Problems in prisons and police stations. This is what has been detected by the Committee for the Prevention of Torture (CPT) of the Council of Europe – a pan-European body not dependent on the EU that brings together 47 countries – in its last visit to Spain and that has reflected in a report published this tuesday. During the September 2020 visit, the CPT delegation examined the treatment and detention conditions of men and women held in various prisons and in the two prison psychiatric hospitals in Alicante and Seville, as well as in a detention center for minors in Algeciras. In addition, the treatment and guarantees offered to persons deprived of liberty by the police were examined.
Thus, the Committee for the Prevention of Torture in its report urges the Spanish authorities to take “decisive measures to prevent ill-treatment in prison and to guarantee that cases are investigated effectively.” It also proposes measures to improve the treatment of prisoners and patients held in prison psychiatric hospitals and to deal with ill-treatment by police officers.

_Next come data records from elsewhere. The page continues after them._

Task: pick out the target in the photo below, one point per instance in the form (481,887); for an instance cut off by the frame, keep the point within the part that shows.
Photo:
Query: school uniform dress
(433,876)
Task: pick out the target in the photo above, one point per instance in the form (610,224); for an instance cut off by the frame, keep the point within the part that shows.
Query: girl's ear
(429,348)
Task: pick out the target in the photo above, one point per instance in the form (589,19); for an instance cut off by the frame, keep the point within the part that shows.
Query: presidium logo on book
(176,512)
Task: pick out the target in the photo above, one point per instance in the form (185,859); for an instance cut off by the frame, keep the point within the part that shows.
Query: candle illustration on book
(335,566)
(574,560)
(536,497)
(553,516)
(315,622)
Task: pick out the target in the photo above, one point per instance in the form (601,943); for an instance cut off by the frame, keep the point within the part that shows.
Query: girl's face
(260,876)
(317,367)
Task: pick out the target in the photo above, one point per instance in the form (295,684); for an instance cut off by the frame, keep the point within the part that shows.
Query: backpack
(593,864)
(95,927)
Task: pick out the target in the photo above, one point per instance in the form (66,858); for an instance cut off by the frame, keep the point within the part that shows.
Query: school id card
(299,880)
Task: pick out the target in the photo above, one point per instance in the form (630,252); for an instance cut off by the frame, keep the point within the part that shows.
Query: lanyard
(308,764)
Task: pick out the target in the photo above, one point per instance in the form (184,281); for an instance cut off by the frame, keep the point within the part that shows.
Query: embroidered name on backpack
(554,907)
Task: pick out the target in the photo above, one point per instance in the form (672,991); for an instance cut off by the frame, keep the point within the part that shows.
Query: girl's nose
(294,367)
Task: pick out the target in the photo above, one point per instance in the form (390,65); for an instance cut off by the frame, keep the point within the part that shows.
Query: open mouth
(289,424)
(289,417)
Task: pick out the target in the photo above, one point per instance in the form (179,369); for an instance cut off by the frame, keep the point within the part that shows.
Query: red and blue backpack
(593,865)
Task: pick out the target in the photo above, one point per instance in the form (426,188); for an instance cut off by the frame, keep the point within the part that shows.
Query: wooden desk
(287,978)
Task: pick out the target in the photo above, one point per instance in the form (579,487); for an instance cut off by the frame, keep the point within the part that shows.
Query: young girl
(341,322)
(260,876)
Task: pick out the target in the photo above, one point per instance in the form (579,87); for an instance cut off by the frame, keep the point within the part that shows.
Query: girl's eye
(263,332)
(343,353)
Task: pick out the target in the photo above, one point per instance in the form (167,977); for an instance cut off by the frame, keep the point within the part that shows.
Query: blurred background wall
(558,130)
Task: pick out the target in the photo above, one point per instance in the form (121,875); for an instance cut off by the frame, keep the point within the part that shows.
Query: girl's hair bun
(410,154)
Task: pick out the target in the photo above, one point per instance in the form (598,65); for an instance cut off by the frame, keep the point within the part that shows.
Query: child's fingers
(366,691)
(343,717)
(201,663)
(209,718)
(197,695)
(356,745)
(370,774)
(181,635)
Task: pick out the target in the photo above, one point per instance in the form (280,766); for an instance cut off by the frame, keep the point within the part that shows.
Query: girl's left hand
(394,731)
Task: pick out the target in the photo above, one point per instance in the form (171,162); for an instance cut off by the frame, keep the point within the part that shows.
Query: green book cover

“Most of the people interviewed during the visit stated that the officers had treated them correctly,” the report states. However, the CPT delegation “received a significant number of complaints of mistreatment,” states the document, which details about twenty, “mainly against the National Police, consisting of slaps, punches and kicks, as well as, occasionally, the use of of batons in order to force people to provide information, confess crimes or punish them for the alleged crime committed. ”
In this sense, the committee “emphasizes the importance of adequate supervision and training of agents.”
In the adult male prisons visited – Castellón II, Madrid V and VII, Sevilla II and Valencia Picassent – the CPT delegation received “many consistent and credible complaints of recent physical abuse by prison officials, consisting mainly of slaps on the head and body, punches, kicks and blows with truncheons, “the report relates:” In several cases, the alleged ill-treatment was supported by injuries documented by the delegation or noted in the person’s medical history. ”
The delegation also received “several credible complaints from persons whose soles of the feet had been subjected to repeated baton blows, a method of torture known as falaka.”
According to the report, “abuse appears to be a punitive reaction to recalcitrant inmate behavior. Addressing such behavior requires more rigorous supervision by management, training of staff in control, containment and de-escalation techniques, accurate documentation of all injuries and the immediate reporting of all reports of ill-treatment to the tax authorities. ”
With regard to the problem that leads to the mechanical fixation of a person to a bed, the report points out “the considerable progress made in all prisons in Spain in reducing both the number and the duration of the application of the measure. However, the CPT considers that the objective must continue to be to abolish this measure in prison, as it is exposed to abuse. ”
With regard to female prisoners, the report calls for “a gender-specific approach that takes into account the needs of women, for example in relation to the range of activities offered, and the adoption of a policy to prevent acts of self-harm “.
The CPT report is also critical of the treatment and conditions offered to patients in the two penitentiary psychiatric hospitals (PPH) in Alicante and Seville, and considers that “they must enjoy full institutional and functional separation from the prison service and be under the responsibility of the national health system. At the same time, there should be a paradigm shift in the treatment of forensic patients based on the principles of individualized treatment, away from the current approach based on pharmacotherapy “.
In both hospitals, the delegation “received some complaints of physical mistreatment consisting of blows with rubber batons and painful and inadequate mechanical fixations,” says the report: “The CPT is critical of the practice of prolonged periods of confinement imposed on patients , which last up to four months, without due legal guarantees or adequate judicial review. ”
At the La Marchenilla Detention Center for Minors in Algeciras, the CPT delegation had a “positive impression of the solidary attitude of the staff and of the individual therapeutic and rehabilitation plans proposed for each resident.” However, “several minors complained about the behavior of security personnel in restraining them” and the CPT also found that the minors “continued to be subjected to prolonged periods of mechanical fixation and were forcibly injected with medications while they were being fixed.” Consequently, the CPT “once again urges the Spanish authorities to abolish the mechanical fixation of minors at the national level.”
In their response, the Spanish authorities “show a constructive and substantive dialogue, provide information on the actions taken to combat ill-treatment in prisons, reduce the number of people held in closed-regime modules, limit the use of mechanical fixation, and adopt a gender perspective in prisons. jails “.
The Spanish authorities agree that PPHs should be transferred to the responsibility of the health authorities to provide a more appropriate therapeutic environment. Finally, it is reported that measures are being taken to implement various recommendations relating to minors, in particular to abolish the practice of fixing children in Centers for Minors throughout Spain.
Thus, the report of the Committee for the Prevention of Torture indicates that “concerted action is necessary to address the problem of ill-treatment by law enforcement officials.” And it provides guidance: “This should include a clear message from the Interior Minister and police chiefs that such behavior is illegal and unprofessional, and that it will be punished accordingly.” Furthermore, the CPT “reiterates the importance of proper supervision and training of officers, and of the need to carry out effective investigations into allegations of ill-treatment. It also underlines the importance of security camera recordings being stored for a minimum of 30 days in all facilities “.